[gpaw-users] [CSC #180899] jobs hang

Tue Jun 21 11:09:04 CEST 2016

Hi Ask and Martii,

Thanks a lot for your kind support and troubleshooting. It was indeed a complicated issue to troubleshoot, at least 
at my level. :) It runs normally by just exporting MKL_CBWR=SSE2.

Martti, As newer version of GPAW (gpaw-1.0.0) is available, It would very nice if you compile it over taito and sisu.

Best regards,
Rizwan
________________________________________
From: Martti Louhivuori via RT [research-support at csc.fi]
Sent: Monday, June 20, 2016 2:22 PM
To: Ahmed Rizwan
Subject: [CSC #180899] jobs hang

Hi Ask,

Yes, that was indeed my intention... :)

No worries, though.

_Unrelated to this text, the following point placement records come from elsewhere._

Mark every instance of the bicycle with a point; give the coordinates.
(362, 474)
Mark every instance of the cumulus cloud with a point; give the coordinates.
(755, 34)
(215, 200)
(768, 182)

Rizwan should have received both e-mails, but our ticketing system seems to separate the replies to each recipient... sorry for the confusion!

BR,
Martti

On Mon Jun 20 13:41:10 2016, asklarsen at gmail.com wrote:
> (Did you mean to CC Rizwan in the two e-mails here?  I will send a
> reply to both of you later.)
>
> 2016-06-20 12:32 GMT+02:00 Martti Louhivuori via RT <research-
> support at csc.fi>:
> > Hi!
> >
> > It seems that numerical precision is indeed the root of the problem.
> > By instructing MKL to make sure that all cores get exactly the same
> > results (so no rounding off differencies due to floating point
> > arithmetics), the run finishes without a problem.
> >
> > So, the only thing one needs to change is to add the following line
> > into the SLURM job script (script.sh) after loading the GPAW module:
> >
> > export MKL_CBWR=SSE2
> >
> > Not an ideal solution (you'll loose some performance), but at least
> > it by-passes the issue.
> >
> > Ask: Could it be that the algorithms involved are so numerically
> > fragile (or that numerical imprecision builds up over time) that once
> > in a while one just hits a "bad spot" and GPAW dies silently? Not an
> > easy issue to debug, but it would be good for GPAW to gracefully
> > handle such a situation... :)
> >
> > Best regards,
> > Martti
> >
> >
> > On Mon Jun 20 11:46:12 2016, louhivuo at csc.fi wrote:
> >> Dear Rizwan and Ask,
> >>
> >> I sincerely doubt this is an MPI (/installation) issue... at least
> >> in
> >> any kind of straightforward way. :) No MPI errors that would explain
> >> the issue are seen even when turning on MPI debugging
> >> (I_MPI_DEBUG=5).
> >>
> >> It seems that it stalls on Taito when using multiple cores
> >> regardless
> >> of whether they are in one node or multiple nodes. Depending on the
> >> exact setup (no. of cores, whether I_MPI_DEBUG is set etc.), it
> >> hangs
> >> at different iterations, but always on the same spot (i.e. after
> >> reporting the Dipole Moment).
> >>
> >> On Sisu (our Cray XC30), the same run finishes without a problem.
> >> Since no other user has encountered any problems on Taito (as fas as
> >> we can tell), I'm inclined to think that this may be a subtle
> >> numerical issue (Ask: akin to the Atom mismatch issue Jussi has been
> >> trying to address for some years now).
> >>
> >> For the record, on Taito the libraries used are IntelMPI 4.1.0 and
> >> IntelMKL 11.0.2, while on Sisu they are Cray-mpich 7.3.3 and Cray-
> >> libsci 16.03.1.
> >>
> >> I'll test my hypothesis about numerical stability and get back to
> >> you
> >> soonest.
> >>
> >> Best regards,
> >> Martti
> >>
> >>
> >> On Thu Jun 16 21:13:20 2016, asklarsen at gmail.com wrote:
> >> > Hi Ahmed
> >> >
> >> > If it occurs with multiple /nodes/ but not with multiple cores
> >> > within
> >> > only /one/ node, then we are practically certain that it is an
> >> > MPI/compiler problem.
> >> >
> >> > Right now I understand that it occurs in parallel (whether it runs
> >> > within a single or multiple nodes), but not in serial.  But that
> >> > could
> >> > still be a problem with the code and not MPI.  (Although the
> >> > problem
> >> > is so obscure and apparently platform specific that the first
> >> > explanation is much more likely.)
> >> >
> >> > Best regards
> >> > Ask
> >
> >
> >